Brekund had to craft a special fuel that he, being a dwarf and not a fire giant immune to the heat of magma, could safely handle yet burn hot. It took him three years and the drinking of many kegs of Goldkeg Ale, his families finest and most profitable brew, before he managed to make the first magma brink.
Most forges burned char wood, the part of the wood in a fire that is burned black but not into ash. This char wood, when burned again, burns much hotter, and even hotter yet when bellows blow fresh air through the burning coals. This is hot enough to work the strongest steel, but nowhere near hot enough to work veriduun.

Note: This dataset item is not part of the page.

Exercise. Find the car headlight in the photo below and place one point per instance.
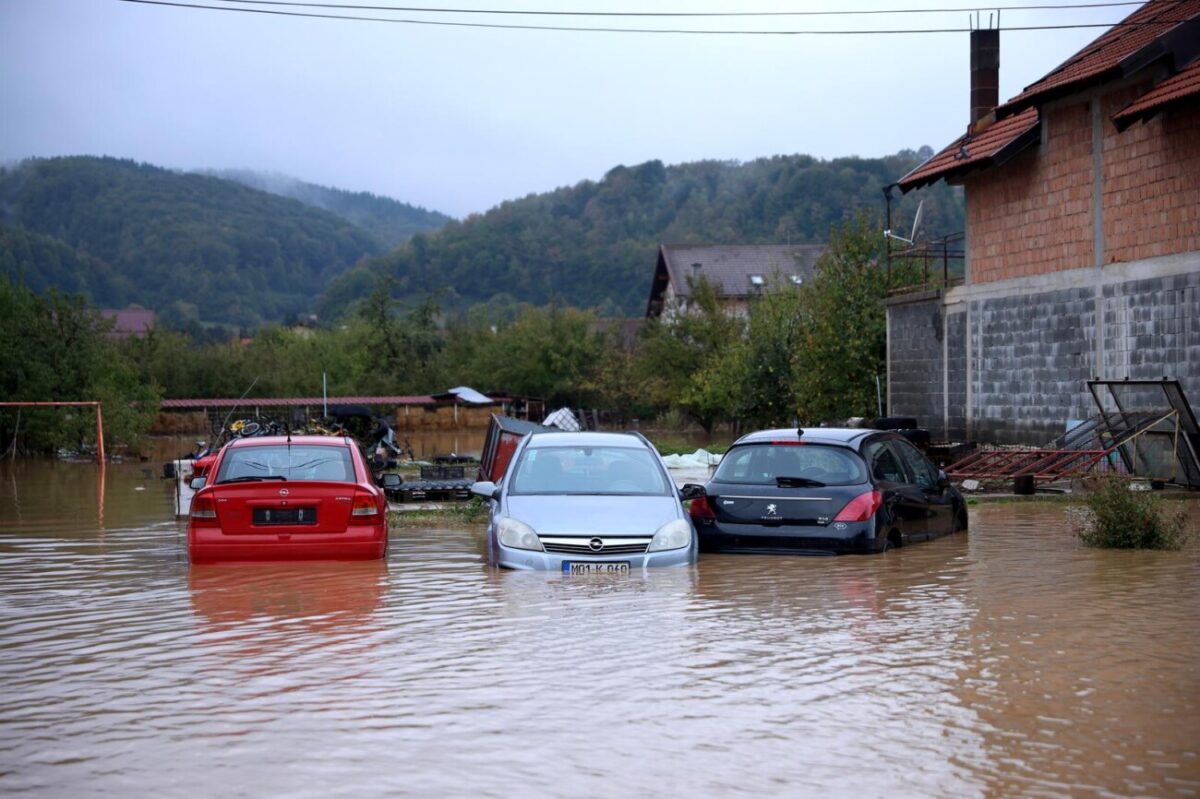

He realized he had to find a way to make charwood burn even hotter. This led to him to adding brimstone to his forge. This helped but still was not enough. So, he added a bit of saltpeter to the brimstone and, boy, was there one hot flash! How to turn that flash into a slower burn was his problem in need of solving. Brekund eventually realized that he needed to grind up charwood and mix some saltpeter and brimstone into it.
Finally, the Bricks
This new black sand-like powder burned very hot when tossed into a flame. Unfortunately, the powder burned itself up too fast to sustain the very high heat he wanted in his forge. After much thought, and downing another keg of Goldkeg Ale, he had a solution. Soak the powder in water then press it into bricks. Once the bricks completely dried, they would burn as hot as before. The bricks took longer to burn, providing the consistently higher temperatures he needed. This called for celebration!